Suddenly, a commotion. A skinny, mop-haired kid emerges at the back of the line carrying a buffet of the holiest of Canadian delicacies: Tim Horton’s doughnuts. The tower of boxes leans like the Tower of Pisa, and his buddies are in tow with jugs of juice and coffee for the loyal fans.
The fans thank the kid for the free breakfast, but he just shrugs them off and extends his hand. “No, thank you for coming out to support our team,” he says.
Under the baseball cap and curly hair, the delivery boy is actually Sidney Patrick Crosby, idol of Rimouski.
“The rink almost became a second home for us,” Crosby remembers now. “As a kid, our team had some 5 a.m. practice times, so I was lucky to have parents who made a lot of sacrifices for me. My bond with my dad was especially strong. He obviously taught me a lot about the game but more so [about] life in general.”
Like how to act as if you’re still the kid down the street, even when your name is on the back of nearly every fan’s jersey—a rare trait Crosby exhibits to this day.
Sid the Franchise
2005–present
There’s one fact about Crosby that always makes Penguins fans cringe and fans north of the border grin: He grew up rooting for the rival Montreal Canadiens, the team that drafted his father, Troy.
Posters of Guy Lafleur and Maurice “Rocket” Richard adorned the walls of his childhood bedroom. Even now, he can speak conversational French (Sacrebleu!).
So, will we be faced with the excruciating possibility of Sid pulling a LeBron James and announcing his future on a “La Décision Deux” ESPN special when his contract expires in 2013?
Au contraire. Crosby’s love for the Canadiens has run out.
“Things change,” Crosby says with a laugh. “The instant I started playing in Pittsburgh, any of those feelings went away. I haven’t grown to like Montreal very much after what happened at the end of last season.”
Does that mean Sid the Kid will retire in the black and gold like his mentor, Super Mario?
“That’s definitely the plan,” Crosby says. “I love it in Pittsburgh. I love all the guys, and the organization is first-class.

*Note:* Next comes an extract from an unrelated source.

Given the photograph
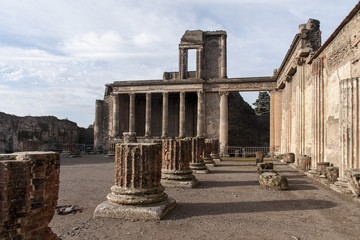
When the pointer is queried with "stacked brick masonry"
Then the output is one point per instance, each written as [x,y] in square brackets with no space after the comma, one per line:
[29,185]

There [are] a lot of great things happening here.”
We live in an age when even seemingly immaculate NFL gunslingers succumb to camera-phone mudslinging, when an NBA megastar hosts the public execution of the franchise he once saved and when even our own hometown heroes let us down. A quiet kid who lives by a code? A leader by example? A nice guy? Unfortunately, that doesn’t always sell in the Age of Twitiocy.
If only fans saw more of the real Crosby, the one that exists outside the glow of the TV cameras, they would see a man who is more than an ambassador for the NHL, Reebok or Canada. They would see a genuine role model with uncommon character.